Ottawa mismanaged this province’s once-lucrative cod fishery and other groundfish stocks to the point of commercial collapse. The 1992 moratorium led to the largest layoff in Canadian history (40,000 people, 30,000 of them in this province), forced tens of thousands of people to leave the province to find work and turned scores of communities into ghost towns.
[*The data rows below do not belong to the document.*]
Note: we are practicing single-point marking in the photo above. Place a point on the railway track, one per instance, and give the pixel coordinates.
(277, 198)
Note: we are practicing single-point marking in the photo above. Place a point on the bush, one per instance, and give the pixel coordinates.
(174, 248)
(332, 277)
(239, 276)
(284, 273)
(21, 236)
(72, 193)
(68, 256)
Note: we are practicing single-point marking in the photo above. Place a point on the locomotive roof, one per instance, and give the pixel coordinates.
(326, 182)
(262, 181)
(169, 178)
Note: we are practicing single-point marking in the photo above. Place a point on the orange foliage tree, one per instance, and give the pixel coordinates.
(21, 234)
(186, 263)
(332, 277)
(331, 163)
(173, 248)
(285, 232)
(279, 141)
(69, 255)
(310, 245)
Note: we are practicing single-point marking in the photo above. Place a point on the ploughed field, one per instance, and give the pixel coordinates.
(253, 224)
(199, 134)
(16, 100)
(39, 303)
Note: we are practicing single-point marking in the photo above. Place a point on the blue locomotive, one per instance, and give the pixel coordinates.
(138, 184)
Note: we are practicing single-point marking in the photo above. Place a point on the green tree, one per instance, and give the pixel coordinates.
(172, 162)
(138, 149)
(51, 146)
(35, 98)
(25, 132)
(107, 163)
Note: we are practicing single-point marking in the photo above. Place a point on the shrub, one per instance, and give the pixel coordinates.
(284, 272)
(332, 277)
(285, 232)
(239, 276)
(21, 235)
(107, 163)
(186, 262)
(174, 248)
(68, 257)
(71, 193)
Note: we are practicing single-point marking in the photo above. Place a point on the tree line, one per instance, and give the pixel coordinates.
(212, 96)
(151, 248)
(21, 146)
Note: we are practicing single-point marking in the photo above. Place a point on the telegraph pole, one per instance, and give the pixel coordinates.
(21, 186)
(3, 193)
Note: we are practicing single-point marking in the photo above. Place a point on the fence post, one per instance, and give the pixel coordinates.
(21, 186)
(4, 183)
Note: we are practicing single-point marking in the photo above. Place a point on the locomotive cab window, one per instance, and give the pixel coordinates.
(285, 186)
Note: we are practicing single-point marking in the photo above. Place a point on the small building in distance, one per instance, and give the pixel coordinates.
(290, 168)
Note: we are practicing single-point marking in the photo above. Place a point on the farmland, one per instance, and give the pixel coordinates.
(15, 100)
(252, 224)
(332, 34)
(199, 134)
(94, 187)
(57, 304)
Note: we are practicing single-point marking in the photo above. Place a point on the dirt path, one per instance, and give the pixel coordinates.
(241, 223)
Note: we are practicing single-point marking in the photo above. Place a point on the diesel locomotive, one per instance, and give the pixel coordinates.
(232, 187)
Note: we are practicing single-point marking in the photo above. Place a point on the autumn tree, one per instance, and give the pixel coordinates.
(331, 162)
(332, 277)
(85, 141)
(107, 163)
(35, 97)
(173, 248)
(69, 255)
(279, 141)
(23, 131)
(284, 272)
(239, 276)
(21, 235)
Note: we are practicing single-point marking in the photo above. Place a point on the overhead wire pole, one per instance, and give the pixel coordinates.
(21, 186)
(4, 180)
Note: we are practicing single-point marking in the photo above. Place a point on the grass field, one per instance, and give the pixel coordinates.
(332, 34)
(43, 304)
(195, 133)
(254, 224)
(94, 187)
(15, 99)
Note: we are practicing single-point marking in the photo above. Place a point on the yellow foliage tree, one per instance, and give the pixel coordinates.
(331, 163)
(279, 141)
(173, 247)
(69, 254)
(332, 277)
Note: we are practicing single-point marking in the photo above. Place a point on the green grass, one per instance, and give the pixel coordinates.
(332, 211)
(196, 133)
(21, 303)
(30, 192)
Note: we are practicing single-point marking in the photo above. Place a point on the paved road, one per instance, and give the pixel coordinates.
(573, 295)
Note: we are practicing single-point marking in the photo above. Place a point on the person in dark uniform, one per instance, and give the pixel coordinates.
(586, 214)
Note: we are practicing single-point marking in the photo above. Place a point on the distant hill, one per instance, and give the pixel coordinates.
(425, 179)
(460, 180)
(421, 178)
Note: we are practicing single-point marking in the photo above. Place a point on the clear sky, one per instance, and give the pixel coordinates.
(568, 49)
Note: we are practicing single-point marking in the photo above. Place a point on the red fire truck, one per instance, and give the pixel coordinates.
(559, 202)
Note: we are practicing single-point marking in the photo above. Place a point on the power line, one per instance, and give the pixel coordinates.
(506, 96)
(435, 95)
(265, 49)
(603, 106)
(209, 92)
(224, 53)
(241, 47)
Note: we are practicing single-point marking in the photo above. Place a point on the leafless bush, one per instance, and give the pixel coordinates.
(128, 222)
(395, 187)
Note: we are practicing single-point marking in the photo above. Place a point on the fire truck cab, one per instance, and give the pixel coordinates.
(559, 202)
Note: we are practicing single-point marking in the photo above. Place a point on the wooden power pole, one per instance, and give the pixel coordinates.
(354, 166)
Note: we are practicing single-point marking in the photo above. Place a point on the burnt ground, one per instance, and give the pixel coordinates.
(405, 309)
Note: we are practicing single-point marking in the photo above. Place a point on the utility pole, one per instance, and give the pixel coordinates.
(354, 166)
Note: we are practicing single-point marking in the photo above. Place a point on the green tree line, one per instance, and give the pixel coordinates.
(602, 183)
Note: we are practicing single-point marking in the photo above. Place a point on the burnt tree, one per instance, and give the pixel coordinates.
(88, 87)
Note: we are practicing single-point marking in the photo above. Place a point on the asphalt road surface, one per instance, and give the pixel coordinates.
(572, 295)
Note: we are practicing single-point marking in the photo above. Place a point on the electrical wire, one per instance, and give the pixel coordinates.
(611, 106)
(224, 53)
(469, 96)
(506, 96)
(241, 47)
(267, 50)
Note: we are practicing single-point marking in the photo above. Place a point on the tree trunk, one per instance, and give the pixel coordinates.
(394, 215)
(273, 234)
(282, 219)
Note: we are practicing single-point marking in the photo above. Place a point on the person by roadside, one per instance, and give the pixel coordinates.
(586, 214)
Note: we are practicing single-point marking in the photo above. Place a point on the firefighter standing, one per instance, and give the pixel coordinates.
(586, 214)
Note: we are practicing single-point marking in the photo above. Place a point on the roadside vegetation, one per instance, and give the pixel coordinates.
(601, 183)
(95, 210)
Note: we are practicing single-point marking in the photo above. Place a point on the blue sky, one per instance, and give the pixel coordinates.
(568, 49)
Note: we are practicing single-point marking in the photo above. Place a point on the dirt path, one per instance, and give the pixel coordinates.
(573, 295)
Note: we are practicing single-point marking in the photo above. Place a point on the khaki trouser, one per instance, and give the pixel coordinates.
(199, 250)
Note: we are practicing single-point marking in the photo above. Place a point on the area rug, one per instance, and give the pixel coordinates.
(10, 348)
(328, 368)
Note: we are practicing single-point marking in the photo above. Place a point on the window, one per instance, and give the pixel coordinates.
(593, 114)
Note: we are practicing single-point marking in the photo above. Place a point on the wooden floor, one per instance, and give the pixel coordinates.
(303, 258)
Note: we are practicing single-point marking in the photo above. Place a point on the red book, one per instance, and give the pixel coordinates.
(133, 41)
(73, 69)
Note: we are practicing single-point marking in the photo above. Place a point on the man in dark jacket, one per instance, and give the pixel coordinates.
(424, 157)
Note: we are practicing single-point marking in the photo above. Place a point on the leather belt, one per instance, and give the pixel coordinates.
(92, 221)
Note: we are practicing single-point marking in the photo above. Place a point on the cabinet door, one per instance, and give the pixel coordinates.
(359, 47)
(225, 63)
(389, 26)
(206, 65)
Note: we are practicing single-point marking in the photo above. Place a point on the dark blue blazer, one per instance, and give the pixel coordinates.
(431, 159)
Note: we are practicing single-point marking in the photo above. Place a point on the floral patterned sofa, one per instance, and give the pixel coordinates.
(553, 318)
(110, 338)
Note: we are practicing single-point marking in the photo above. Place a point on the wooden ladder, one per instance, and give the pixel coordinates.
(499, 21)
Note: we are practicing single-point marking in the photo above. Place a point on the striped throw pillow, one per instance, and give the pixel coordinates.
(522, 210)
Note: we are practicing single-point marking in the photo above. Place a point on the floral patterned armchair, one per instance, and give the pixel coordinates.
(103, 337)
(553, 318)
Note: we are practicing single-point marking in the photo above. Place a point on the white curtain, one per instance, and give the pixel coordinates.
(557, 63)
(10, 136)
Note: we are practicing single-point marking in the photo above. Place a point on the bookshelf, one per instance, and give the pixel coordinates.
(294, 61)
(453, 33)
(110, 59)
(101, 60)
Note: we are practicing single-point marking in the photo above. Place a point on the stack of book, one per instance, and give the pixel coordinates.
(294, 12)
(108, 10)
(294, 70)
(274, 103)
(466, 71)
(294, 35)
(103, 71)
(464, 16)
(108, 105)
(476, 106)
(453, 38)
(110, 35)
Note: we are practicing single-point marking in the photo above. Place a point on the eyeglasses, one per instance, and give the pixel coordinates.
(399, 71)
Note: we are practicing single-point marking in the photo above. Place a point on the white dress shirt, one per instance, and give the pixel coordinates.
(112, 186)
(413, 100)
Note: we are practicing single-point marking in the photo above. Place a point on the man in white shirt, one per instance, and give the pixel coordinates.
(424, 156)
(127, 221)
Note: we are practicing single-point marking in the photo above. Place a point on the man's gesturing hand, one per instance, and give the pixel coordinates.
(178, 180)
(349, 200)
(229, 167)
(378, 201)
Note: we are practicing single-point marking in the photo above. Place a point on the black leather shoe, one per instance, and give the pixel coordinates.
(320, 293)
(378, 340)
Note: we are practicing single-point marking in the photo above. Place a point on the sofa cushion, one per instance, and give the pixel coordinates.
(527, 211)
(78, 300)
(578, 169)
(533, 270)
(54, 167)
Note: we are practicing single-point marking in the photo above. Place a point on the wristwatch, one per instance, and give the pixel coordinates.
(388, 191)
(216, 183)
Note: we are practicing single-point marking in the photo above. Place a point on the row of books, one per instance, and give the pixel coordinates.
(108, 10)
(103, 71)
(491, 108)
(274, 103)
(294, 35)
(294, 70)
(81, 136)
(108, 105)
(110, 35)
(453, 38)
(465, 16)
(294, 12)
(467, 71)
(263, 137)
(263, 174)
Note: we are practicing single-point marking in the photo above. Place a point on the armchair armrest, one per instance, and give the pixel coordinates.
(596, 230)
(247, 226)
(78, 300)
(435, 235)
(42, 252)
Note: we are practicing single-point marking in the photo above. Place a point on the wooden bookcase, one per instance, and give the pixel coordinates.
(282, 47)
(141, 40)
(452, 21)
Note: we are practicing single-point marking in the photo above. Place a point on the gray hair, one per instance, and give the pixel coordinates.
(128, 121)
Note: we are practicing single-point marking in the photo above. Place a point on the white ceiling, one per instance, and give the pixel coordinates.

The loss to the provincial economy has been an estimated $600 million-$700 million a year.

• Ottawa stood idly by while Quebec cut off access to export markets for hydroelectricity from Churchill Falls, leading inevitably (since Quebec could be the only market) to a contract that enriches Quebec and tosses crumbs to the “welfare ghetto.” Newfoundland and Labrador’s loss is an estimated $1 billion a year.

• In 1984 Ottawa took possession of the continental shelf that Newfoundland brought with it into Confederation; and even though it signed the Atlantic Accord saying the province would be the “principal beneficiary” of oil and gas resources offshore, the principal beneficiary has been Ottawa.

In short, Canadian government policy (in one instance along with Quebec’s) has stripped Newfoundland and Labrador of most of the benefits of three of its major resource industries — the cod fishery, hydroelectricity and oil and gas.

So it’s hardly surprising that this province has the highest unemployment rate in the country, the highest net debt per capita (more than twice the national average) and the lowest per capita incomes.

What is surprising is that, despite all that Newfoundland and Labrador contributes to Canada, there are still those who see only a welfare ghetto or sinkhole populated by beggars.

And what is startling is that anyone — given the adverse effects of Canada’s policies on the provincial economy — could suggest, in a nearly national newspaper, that the province is richer than Ontario.



Joan Forsey, a Newfoundlander living in Toronto, has been researching and writing about Canadian economic and political affairs for more than 30 years, including seven years as a writer on the staff of the late prime minister Pierre Trudeau.